I sort of touched on this in another answer. I count on connections with my subjects to make strong images of them. Nature too.

How did you start working on broadcast TV and films? Do you have any preferences about the media used to express yourself?
First off, there is little self expression in TV and Films. Creativity, yes. There is to much money on the line! But the aforementioned Psych classes come into play here. How to get people with the purse stings to give you want you need to do what you envision. And then convince the people involved in the project that it was their idea. But the reason I started in TV goes back to something else I mentioned above, that money is a poor motivator for making art. When it comes to the models, well, if they are just doing it mostly for money you will get some version of the same performance they have given before to others. If they really want the photos because they like you vision and are willing to give themselves over to your vision the images will come out much better. But alas, that doesn’t bring in enough money to pay the bills so I quickly learned I need another monetary stream and TV uses all the same tech fine art photography does so it seemed like a good fit. The other option involved teaching, which I have done a lot of, but there you are still governed by the whims of upper management and a lot of them are not artistically mined themselves. And I rarely got along with true academicians. So while many “famous” photographers since the beginning have walled themselves in the comfort of academics, I chooses to go a commercial route to make ends meet. I think it’s what kept the edge in my work.

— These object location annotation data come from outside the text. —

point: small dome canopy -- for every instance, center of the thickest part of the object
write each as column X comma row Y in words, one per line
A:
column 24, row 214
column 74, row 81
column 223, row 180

Which are your influences? Do yo have some past artists inspiring you? And contemporary? Do you have other interests like cinema, books, comics or tv series? If so would you like to speak about some impressed you recently or in the past?
I do think my work is what it is because of the people portrayed in it, my two great mentors, Schley Cox (UK Professor and Photojournalist), Robert Heineken (UCLA art department chair/teacher), my second wife Betsy who almost who broke me emotionally and at the same time made me the photographer I have become, and looking at all the great works of the masters from the 60’s-80’s. Weston, Gowin, Bullock, Adams, Callahan, Arbus, I could go on. But in the end, it is the people who posed for me that differentiates me from the herd. Without them and the generous gift of their time I would still just be another guy with a camera.